# Histogram

- **Type**: **Distribution**
- **Purpose**: A histogram is used to visualize the **distribution of a single continuous variable** by dividing the data into bins and displaying the frequency of observations within each bin.

- **How It Works**:
  - The x-axis represents the **range of values** (bins) for the variable, and the y-axis represents the **frequency** or **count** of observations that fall within each bin.
  - The shape of the histogram gives insight into the **distribution** of the data, such as:
    - **Normal distribution**: A symmetric bell curve.
    - **Skewed distribution**: The data is skewed either left or right.
    - **Uniform distribution**: The frequency is relatively constant across bins.

- **Common Use Cases**:
  - Understanding the **distribution** of variables such as **income levels**, **exam scores**, or **ages**.
  - Identifying **skewness**, **kurtosis**, and **outliers** in the data.

## Customization Parameters

### **Matplotlib Customization**

- **`bins`**: Number of bins (bars) in the histogram.
- **`color`**: Color of the bars in the histogram.
- **`alpha`**: Controls the transparency of the bars (range: 0 to 1).
- **`edgecolor`**: Color of the border around each bar.
- **`density`**: If `True`, the histogram is normalized to show a **probability density** instead of counts.

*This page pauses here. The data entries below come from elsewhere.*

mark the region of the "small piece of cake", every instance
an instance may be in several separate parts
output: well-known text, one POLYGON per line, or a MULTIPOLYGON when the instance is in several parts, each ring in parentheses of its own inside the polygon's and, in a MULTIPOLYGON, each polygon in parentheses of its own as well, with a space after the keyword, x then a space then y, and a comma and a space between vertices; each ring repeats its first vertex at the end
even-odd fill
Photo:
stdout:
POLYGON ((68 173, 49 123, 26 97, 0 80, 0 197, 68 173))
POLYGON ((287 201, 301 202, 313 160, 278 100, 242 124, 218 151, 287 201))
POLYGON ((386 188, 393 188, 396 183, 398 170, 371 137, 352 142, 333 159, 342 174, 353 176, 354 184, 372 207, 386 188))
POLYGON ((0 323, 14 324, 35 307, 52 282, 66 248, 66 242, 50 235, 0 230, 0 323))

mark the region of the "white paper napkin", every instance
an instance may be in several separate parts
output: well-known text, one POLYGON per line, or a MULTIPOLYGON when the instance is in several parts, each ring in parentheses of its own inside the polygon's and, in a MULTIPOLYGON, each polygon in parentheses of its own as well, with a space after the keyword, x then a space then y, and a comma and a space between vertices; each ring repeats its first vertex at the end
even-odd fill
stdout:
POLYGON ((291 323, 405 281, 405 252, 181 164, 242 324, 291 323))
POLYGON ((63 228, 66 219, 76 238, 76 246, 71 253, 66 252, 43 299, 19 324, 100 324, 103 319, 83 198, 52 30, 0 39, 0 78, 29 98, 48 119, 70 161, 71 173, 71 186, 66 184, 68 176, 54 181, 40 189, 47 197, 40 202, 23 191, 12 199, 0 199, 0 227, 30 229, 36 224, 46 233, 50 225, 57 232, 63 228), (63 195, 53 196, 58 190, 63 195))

### **Seaborn Customization**

- **`bins`**: Number of bins (bars) in the histogram.
- **`kde`**: If `True`, adds a **kernel density estimate (KDE)** line to the histogram for smoother distribution representation.
- **`color`**: Color of the bars in the histogram.
- **`multiple`**: Allows for stacking or overlaying multiple histograms (`'layer'`, `'stack'`, etc.).
- **`stat`**: Defines the vertical axis (`'count'`, `'density'`, `'probability'`).



In [1]:
import matplotlib.pyplot as plt
import pandas as pd
from sklearn import datasets
import seaborn as sns

In [None]:
iris = datasets.load_iris()
df = pd.DataFrame(data=iris.data, columns=iris.feature_names)
df["type"] = pd.DataFrame(data=iris.target)
# Define a function to map the values
def map_flower_type(type_value: int):
    if type_value == 0: return 'setosa'
    if type_value == 1: return 'versicolor'
    if type_value == 2: return 'virginica'
    else: return 'Unknown'

df['flower'] = df['type'].apply(map_flower_type)

In [None]:
plt.figure(figsize=(8, 6))
plt.hist(
    df["petal length (cm)"],
    bins=10,
    density=False,
    color="green",
)
plt.title("Petal Length")
plt.xlabel("Petal Length (cm)")
plt.ylabel("Frequency")
plt.show()

In [None]:
sns.histplot(
    x="petal length (cm)",
    bins=10,
    hue="flower",
    stat="count",
    color="green",
    kde=True,
    multiple="layer",
    data=df,
)

plt.title("Petal Length Distribution")
plt.xlabel("Petal Length (cm)")
plt.ylabel("Count")  
plt.show()